The rich nations demanded and got a new ‘round’ of ‘trade liberalisation’,
which is the power to intervene in the economies of poor countries, to
demand privatisation and the destruction of public services. . . . ‘If
I speak out too strongly for the rights of my people,’ says an African
delegate, ‘the US will phone my minister. They will say that I am embarrassing
the United States. My government will not even ask, ‘What did he say?’

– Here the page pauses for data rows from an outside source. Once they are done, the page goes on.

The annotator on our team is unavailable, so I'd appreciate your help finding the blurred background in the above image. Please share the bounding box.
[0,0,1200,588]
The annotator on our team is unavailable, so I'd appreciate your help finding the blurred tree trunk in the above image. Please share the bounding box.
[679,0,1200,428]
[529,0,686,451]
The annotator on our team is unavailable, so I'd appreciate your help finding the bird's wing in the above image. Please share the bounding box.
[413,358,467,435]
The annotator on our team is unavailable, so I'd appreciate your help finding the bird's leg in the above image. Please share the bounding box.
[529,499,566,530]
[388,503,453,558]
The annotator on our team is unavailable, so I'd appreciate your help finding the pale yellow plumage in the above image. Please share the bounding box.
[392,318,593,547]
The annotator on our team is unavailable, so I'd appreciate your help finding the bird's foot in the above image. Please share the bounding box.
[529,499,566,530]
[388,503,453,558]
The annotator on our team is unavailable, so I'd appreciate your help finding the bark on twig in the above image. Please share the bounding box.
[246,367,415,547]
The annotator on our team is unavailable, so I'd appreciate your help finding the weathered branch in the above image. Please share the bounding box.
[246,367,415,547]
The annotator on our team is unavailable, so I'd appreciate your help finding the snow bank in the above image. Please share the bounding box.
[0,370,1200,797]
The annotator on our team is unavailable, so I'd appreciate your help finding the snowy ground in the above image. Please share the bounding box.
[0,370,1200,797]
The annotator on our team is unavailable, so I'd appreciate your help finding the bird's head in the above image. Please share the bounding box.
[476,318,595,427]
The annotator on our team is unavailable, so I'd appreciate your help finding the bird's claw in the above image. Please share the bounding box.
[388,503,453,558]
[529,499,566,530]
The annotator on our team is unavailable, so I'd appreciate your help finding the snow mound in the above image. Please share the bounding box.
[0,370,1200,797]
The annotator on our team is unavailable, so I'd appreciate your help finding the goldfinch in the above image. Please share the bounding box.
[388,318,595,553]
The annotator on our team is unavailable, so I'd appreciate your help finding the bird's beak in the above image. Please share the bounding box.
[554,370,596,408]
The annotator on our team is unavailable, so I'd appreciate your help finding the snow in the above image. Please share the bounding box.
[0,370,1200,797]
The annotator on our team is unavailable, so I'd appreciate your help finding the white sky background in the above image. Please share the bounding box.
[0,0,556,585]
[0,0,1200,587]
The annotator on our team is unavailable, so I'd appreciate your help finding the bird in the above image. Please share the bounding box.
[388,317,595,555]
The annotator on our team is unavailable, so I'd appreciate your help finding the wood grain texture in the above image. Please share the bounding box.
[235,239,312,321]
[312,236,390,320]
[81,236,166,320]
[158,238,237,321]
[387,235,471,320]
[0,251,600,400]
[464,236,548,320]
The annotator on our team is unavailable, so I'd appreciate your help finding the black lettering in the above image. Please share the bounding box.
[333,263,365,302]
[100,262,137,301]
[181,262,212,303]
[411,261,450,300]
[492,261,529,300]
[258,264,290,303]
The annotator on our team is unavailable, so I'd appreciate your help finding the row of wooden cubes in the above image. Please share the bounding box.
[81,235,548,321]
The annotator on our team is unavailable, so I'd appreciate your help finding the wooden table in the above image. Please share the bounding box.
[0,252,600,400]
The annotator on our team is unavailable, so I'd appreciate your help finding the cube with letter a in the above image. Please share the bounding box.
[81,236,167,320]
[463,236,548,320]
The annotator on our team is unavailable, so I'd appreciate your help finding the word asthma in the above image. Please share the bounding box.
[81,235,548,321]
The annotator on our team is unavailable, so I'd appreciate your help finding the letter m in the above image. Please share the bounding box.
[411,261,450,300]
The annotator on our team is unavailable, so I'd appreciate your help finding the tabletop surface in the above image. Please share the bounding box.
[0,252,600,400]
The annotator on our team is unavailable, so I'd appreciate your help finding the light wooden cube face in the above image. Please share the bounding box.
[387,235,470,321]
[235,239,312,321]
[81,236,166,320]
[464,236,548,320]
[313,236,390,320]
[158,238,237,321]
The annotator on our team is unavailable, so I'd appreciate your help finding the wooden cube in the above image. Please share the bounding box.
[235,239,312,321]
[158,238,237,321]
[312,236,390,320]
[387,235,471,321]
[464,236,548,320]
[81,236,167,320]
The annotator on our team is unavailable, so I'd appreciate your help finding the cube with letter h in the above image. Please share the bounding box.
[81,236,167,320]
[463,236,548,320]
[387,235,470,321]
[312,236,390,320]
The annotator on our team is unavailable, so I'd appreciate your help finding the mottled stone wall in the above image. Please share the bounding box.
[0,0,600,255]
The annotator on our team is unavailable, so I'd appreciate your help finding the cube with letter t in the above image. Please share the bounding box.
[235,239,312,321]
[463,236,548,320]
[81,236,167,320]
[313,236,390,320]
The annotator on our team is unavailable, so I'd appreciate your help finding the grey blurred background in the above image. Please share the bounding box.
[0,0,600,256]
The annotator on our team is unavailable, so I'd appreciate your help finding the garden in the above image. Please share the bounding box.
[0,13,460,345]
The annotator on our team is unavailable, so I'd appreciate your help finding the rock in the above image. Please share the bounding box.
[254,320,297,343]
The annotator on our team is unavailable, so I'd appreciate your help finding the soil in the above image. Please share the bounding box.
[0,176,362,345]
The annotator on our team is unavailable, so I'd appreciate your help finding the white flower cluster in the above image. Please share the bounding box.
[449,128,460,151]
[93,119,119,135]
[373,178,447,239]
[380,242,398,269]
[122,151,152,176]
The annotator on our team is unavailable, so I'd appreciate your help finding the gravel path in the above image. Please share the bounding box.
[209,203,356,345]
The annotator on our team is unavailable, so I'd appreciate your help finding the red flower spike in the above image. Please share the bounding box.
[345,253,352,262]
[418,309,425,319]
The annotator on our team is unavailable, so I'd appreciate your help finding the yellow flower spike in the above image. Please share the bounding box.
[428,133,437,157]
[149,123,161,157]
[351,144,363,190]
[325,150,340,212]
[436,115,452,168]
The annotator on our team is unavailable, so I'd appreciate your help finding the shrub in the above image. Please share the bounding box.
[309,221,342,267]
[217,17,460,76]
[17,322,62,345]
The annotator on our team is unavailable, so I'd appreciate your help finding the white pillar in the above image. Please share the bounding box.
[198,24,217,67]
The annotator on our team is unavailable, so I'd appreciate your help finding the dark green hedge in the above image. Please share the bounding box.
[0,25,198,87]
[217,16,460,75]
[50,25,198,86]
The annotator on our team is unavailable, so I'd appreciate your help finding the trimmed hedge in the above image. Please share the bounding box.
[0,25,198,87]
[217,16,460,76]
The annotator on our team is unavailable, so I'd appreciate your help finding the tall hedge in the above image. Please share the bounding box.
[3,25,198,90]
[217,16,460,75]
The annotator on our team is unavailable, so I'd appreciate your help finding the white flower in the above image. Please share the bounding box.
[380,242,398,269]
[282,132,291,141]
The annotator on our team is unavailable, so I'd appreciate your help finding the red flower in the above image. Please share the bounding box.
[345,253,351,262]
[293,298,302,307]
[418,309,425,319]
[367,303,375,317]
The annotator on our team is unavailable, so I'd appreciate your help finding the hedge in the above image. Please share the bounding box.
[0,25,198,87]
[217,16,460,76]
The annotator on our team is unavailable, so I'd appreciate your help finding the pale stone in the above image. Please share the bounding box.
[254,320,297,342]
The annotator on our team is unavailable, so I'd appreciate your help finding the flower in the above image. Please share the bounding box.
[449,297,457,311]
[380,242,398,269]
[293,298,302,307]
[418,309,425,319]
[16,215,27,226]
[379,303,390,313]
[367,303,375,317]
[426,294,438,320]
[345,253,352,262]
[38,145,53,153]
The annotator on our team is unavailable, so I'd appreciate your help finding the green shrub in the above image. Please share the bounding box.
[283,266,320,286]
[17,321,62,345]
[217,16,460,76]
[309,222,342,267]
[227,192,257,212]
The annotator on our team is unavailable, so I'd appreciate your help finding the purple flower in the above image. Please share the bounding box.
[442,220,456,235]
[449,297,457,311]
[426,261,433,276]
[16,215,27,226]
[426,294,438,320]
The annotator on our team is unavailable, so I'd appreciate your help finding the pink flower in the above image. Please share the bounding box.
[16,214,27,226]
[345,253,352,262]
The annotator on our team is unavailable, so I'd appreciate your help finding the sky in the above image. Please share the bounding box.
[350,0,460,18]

They will just send me a ticket tomorrow…so I don’t speak for fear of
upsetting the master.’ . . . India’s minister for commerce and industry,
Murasoli Maran, said angrily, ‘The whole process is a mere formality and
we are being coerced against our will…the WTO is not a world government
and should not attempt to appropriate to itself what legitimately falls
in the domain of national governments and parliaments.’ . . . Little is
said these days about the ‘trickle down’ that ‘creates wealth’ for the
poor, because it is transparently false. Even the World Bank, of which
Short is a governor, has admitted that the poorest countries are worse
off, under its tutelage, than ten years ago: that the number of poor had
increased, that people are dying younger.”
Image
and Reality: The Role of the U.S. in the Middle East
(Hanan
Ashrawi, Media Monitor’s Network)
“At no time in history have the short sightedness and narrow self-interest
of American policy makers had such a devastating impact on the realities
of the Arab world and the Middle East, and by necessity on American national
interests and standing. . . . The most glaring fault lies first and foremost
in the total subjugation of American decision making to the priorities
and policies of the Israeli government-a government that happens to be
the most extremist, ideological, hard line, militaristic, and irresponsible
since the creation of the state of Israel . . . The only America expression
of regret, sorrow, or outrage over loss of life came when the victims
were Israeli, while thousands of Palestinians were killed or assassinated
by the Israeli occupation with full impunity and total human disregard.
. . . Instead of adopting the ‘terrorist’ label and repeating the ‘stop
the violence’ mantra, the US, more than ever, is called upon to demonstrate
its own distinctiveness and to carry out a parallel ‘separation’ from
the language, policies, brutality, extremism, and violations of the Israeli
occupation. . . . As a major liability, Israel has done the most to discredit
the US and undermine its standing, not only in the region, but throughout
the world. . . . A courageous distancing (as well as a critical distance)
is essential if the US is seeking to address the causes of conflict and
terrorism by adopting a responsible and long-term strategy. . . . Pounding
the Palestinians into submission, or delegitimizing their leadership as
well as their human reality, will succeed only in fanning the flames and
discrediting the US even further.”
An
unhappy new year of war, terror and pestilence
(Fergal
Keane, The Independent, 29 December 2001)
“As for the wider war, I suspect the Americans will launch some
form of military action against Iraq later in the new year, but not before
some proxy Iraqi force has been established to take advantage of American
bombing raids. The war will be about getting rid of Saddam. The US ultimatum
on weapons inspectors – ‘let them in or face the consequences’ – has been
rebuffed by the Iraqi dictator but he has a few tricks up his sleeve.
He will prevaricate and concede a little and then prevaricate again. This
time however he will find America unwilling to tolerate his brinkmanship.
An attack on Iraq will shatter what remains of the coalition against terror
but the US will be willing to live with that. . . . Moving to the Middle
East takes us into what appears like the zone of eternal gloom. Can it
get worse? That very much depends on Arafat's success in limiting the
actions of the suicide bombers and Sharon's willingness to begin serious
negotiations. . . . The biggest story of our generation will continue
to get worse, but because it is happening to poor people in poor places
don't expect to see many headlines. The Aids pandemic will kill hundreds
of thousands of people next year and leave millions of children – mainly
in Africa and Asia – orphaned and without any means of support.”